In the photo: Onion seeds in a Jacobsen germination table. Photo Credit: IPPC

As the IPPC Secretary, my role is to promote global collaboration towards the effective implementation of the IPPC and its standards. 2016 has marked the beginning of a new era for the IPPC, focused on the implementation of annual themes, whose first has been “Plant Health and Food Security”. We have also established new alliances with relevant international organizations and we are working towards an International Year of Plant Health in 2020 to raise the awareness on the importance of plant health by policymakers, relevant stakeholders and media at the global, regional and national levels.

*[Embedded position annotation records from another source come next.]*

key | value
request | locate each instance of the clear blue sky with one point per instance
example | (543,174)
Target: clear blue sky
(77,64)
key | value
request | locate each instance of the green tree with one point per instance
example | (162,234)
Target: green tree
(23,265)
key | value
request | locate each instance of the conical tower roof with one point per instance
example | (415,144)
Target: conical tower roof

In general, the term “plant health” has two overlapping meanings. In the more specific meaning, plant health refers to plant quarantine, while in the less specific use, it covers all areas of plant protection, such as plant pest management, plant quarantine, and pesticide regulation and application. Focusing on the former, there are four ways in which plant health contributes to food security.

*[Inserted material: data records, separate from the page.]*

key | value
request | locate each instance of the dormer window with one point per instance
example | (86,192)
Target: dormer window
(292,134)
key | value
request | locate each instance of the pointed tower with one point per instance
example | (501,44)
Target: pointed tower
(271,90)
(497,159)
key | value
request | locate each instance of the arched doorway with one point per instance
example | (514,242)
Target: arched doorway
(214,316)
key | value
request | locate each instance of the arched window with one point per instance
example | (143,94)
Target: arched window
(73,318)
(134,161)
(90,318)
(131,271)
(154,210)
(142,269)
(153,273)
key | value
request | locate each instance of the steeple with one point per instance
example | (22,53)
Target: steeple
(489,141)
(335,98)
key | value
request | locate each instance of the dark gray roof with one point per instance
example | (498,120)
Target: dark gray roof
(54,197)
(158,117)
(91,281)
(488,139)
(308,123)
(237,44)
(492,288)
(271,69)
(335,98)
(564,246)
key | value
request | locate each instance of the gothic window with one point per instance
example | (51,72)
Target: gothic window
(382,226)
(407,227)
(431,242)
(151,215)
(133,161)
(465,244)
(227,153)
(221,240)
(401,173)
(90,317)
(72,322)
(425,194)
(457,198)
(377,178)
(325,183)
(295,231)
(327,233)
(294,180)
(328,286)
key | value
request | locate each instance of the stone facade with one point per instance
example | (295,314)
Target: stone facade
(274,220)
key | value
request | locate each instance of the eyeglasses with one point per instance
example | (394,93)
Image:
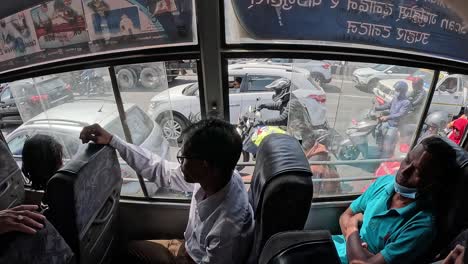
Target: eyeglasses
(181,158)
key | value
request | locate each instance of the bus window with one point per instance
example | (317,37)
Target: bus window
(166,101)
(338,114)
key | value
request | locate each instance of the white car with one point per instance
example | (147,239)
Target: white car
(178,107)
(319,70)
(369,77)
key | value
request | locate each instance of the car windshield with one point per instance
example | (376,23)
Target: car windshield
(380,67)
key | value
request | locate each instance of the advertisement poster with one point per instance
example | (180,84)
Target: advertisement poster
(166,21)
(59,23)
(428,26)
(17,36)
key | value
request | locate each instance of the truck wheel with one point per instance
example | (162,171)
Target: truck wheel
(150,78)
(172,128)
(127,79)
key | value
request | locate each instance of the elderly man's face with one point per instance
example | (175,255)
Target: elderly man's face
(418,169)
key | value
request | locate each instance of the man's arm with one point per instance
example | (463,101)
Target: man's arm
(150,166)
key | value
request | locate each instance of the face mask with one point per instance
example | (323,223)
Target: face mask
(406,192)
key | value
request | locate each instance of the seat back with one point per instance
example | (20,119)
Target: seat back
(281,190)
(11,179)
(44,247)
(300,247)
(83,200)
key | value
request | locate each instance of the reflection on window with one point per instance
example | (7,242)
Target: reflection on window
(348,116)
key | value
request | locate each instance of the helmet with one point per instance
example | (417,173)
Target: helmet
(280,87)
(401,87)
(437,119)
(418,83)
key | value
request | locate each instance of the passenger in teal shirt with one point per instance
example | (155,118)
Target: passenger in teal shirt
(397,212)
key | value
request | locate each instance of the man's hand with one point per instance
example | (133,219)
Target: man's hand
(352,225)
(95,133)
(383,118)
(22,219)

  • Contribution to food availability. Food crops are attacked by over 1,000 species of plant pests, and crop losses are estimated to make up 10–16 percent of global harvest annually as a result of plant pests damage. Meanwhile, crop yields can be recovered by 10-30 percent or even 50 percent through effective implementation of plant health measures.
  • Contribution to food accessibility. Plant health, and in particular, plant quarantine, directly contributes to promoting food accessibility though trade facilitation. So far, we have adopted 37 international standards for phytosanitary measures (ISPMs), covering areas of principles, export and imports, surveillance, risk analysis, diagnostics, and treatments. Through the implementation of all these standards, global food trade has been greatly facilitated.
  • Contribution to food affordability. Plant health promotes food affordability through effective reduction of farmers’ economic losses resulted from the damage of plant pests. For example, the net economic benefit for farmers is increased by 20-40 percent through effective implementation of integrated crop pest management. In addition, plant health also promotes food affordability through effective increase in farmers’ income by enhancing the agricultural trade.
  • Contribution to food safety. It is well known that over 70 percent of pesticides are applied to field crops and horticultural plants, which bring about potential risks for food safety. Plant health measures could greatly promote food safety through effective implementation of crop Integrated Pest Management (IPM). For example, 30-60 percent of pesticide application can be reduced through the application of IPM, which would consequently increase food safety.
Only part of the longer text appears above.